Larry Powell and Justin Sams are like a hammer and anvil beating against each other in a frontal assault that doesn’t let up. The many characters they play attempt to outmaneuver or dominate each other but both always end up yielding. It is such an enlivening mental wrestling match to observe. I was in my element watching these skilled players master their craft in every scene.
Larry Powell is a titan on the stage. One minute he is the alpha male, the next a transgender beauty, the next a charming predator – and with each new character comes a different center of gravity, vocal placement, physicality and focus. He engulfs you with his stage presence. I have great admiration for his phenomenal voice that filled the space. (I so am tired of the sotto voce “naturalism” that deflates too many performances in NYC).
Justin Sams is a characterization chameleon and he is really funny. He seems to be able to find the core humor of each of his eccentric personas. But each of them are played so truthfully and with such respect, you marvel at his dexterity and maturity. You just want to cast him in everything so you can see how he will embody different characters and to see him again and again on stage!
Together these two men are warriors that you want to cheer on – theatrical gladiators throwing themselves into the pit of this piece to wrestle the lions in wait for them.
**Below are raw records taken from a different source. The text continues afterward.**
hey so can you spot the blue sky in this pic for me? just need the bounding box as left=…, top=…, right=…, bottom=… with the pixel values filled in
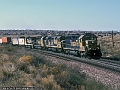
left=0, top=0, right=120, bottom=31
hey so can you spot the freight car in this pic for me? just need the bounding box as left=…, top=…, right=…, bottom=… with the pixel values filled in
left=2, top=37, right=11, bottom=44
left=18, top=37, right=25, bottom=46
left=12, top=38, right=19, bottom=45
left=17, top=36, right=43, bottom=49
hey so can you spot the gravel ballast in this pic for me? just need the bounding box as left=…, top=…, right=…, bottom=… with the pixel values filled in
left=44, top=55, right=120, bottom=90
Brenda Abbandadolo’s great, multi-functional costumes were earthy and muted allowing the performers to easily transform into their different characters. Lighting designer Betsy Chester did an epic job of giving this work its somber mood. I particularly loved her choices for the solitary confinement scenes. Christopher Darbassie’s sound design perfectly captured the feeling of listening to the voice in your head and the cavernous feeling of being alone. I particularly enjoyed the central set piece that was jail door and bunk bed etc. exquisitely crafted by Rey Naldo. It’s a work of theatrical art.
This is a monumental work. Go see it before you can’t afford to!
The Hole was guest curated for the 25th Anniversary of the Ice Factory festival by the TEAM.
Running time: 90 minutes with no intermission.